The Bush administration's see-no-evil approach to civil-rights enforcement is not because fewer Americans are breaking civil-rights laws. During Bush's tenure, the FBI has noted every year in its annual report on hate crimes in America that the number of hate crimes has either jumped or remained steady. Nearly 40 percent of them are racially motivated, with blacks still the most frequent target of hate-mongers. But the number of reported hate crimes barely scrapes the surface of civil-rights lawbreaking in America.
The Southern Poverty Law Center, a public advocacy group that tracks hate crimes, puts the actual number of hate crimes at more than 50,000 yearly.
The truth is that Bush, and in all fairness other presidents and their attorneys general as well, have never placed a high premium on civil-rights cases. They see them as no-win cases with little political gain and lots of political headaches. If federal officials aggressively pursue civil-rights prosecutions, they risk stepping on the toes of local police, district attorneys and state officials. The rare time that the feds cracked down on civil-rights violence was during the civil-rights battles of the 1960s. The wave of violence then stirred national and international revulsion and forced the Johnson administration momentarily to order more civil-rights prosecutions.
There's also the belief that hate crimes are mostly things of the past. When they do occur, they are isolated acts committed by a handful of quacks and unreconstructed bigots. There's also the belief that state authorities vigorously report and prosecute the perpetrators of these crimes.

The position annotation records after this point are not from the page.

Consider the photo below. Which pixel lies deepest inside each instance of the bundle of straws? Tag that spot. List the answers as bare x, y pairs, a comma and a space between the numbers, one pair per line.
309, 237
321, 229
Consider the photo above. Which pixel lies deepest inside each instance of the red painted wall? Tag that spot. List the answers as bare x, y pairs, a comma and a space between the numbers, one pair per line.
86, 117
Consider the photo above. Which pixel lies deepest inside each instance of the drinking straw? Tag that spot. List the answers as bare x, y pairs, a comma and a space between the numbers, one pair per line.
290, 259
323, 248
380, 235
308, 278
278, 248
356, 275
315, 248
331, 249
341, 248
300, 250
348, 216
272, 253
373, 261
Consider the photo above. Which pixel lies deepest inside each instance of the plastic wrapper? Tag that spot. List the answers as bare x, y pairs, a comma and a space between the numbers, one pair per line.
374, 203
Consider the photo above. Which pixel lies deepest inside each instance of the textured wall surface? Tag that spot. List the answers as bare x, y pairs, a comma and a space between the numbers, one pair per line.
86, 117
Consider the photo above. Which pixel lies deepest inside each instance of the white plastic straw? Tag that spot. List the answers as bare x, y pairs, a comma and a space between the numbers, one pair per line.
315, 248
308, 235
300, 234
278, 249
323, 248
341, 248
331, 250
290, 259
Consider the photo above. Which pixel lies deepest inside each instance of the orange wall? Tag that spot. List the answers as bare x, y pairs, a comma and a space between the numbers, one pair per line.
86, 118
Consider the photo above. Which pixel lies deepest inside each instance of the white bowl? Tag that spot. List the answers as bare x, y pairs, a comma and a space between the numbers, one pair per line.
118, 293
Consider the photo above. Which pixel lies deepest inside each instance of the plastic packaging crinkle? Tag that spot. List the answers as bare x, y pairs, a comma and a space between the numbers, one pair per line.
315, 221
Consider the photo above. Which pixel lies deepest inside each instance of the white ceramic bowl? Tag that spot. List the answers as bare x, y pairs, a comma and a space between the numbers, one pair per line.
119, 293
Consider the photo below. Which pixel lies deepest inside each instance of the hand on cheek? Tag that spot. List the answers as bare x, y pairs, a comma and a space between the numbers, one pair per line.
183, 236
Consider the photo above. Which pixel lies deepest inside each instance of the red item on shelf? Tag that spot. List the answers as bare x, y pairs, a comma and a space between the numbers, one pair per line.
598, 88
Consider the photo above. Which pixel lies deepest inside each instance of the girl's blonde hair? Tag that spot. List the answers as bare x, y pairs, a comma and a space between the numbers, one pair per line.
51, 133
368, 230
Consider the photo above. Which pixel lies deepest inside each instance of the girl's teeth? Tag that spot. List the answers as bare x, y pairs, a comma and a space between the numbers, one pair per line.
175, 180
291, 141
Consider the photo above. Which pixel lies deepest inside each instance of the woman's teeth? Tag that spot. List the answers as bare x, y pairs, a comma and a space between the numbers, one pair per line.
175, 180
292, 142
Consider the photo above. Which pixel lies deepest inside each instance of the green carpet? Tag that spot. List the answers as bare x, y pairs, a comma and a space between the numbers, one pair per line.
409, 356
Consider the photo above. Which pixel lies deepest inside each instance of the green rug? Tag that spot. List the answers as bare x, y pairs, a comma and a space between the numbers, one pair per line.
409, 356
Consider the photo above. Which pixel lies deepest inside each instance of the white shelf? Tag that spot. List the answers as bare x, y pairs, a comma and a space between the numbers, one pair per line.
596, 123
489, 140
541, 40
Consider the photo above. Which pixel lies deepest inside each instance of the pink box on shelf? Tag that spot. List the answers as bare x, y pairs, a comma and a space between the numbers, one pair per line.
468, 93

Nothing could be further from the truth as shown by the Southern Poverty Law Center's estimate of the true magnitude of hate-crime violence.
A big reason for the gaping discrepancy in number is that many police departments still refuse to report hate crimes or to label crimes in which LGBTs and other traditionally underrepresented groups are targeted because of race or sexual orientation as hate crimes. When Congress passed the Hate Crimes Statistics Act of 1990, it compelled the FBI to collect figures on hate violence. However, it did not compel police agencies to report them. Record-keeping on hate crimes is still left up to the discretion of local police chiefs and city officials. Many don't bother compiling them because they regard hate crimes as a politically loaded minefield that can tarnish their image and create even more racial friction. They see no need to allocate more resources to enable police to recognize and combat hate violence.
However, that's absolutely no excuse for the Justice Department's failure to bring more civil-rights cases against landlords, mortgage companies, employers and vote registrars that blatantly engage in discrimination. But as congressional investigators found, the Bush administration is more interested in packing the department with appointees that pass Bush's litmus test of political loyalty than vigorously enforcing civil rights. In that case, civil rights will always take a back seat. Kim's resignation under a cloud certainly underscores that sad fact.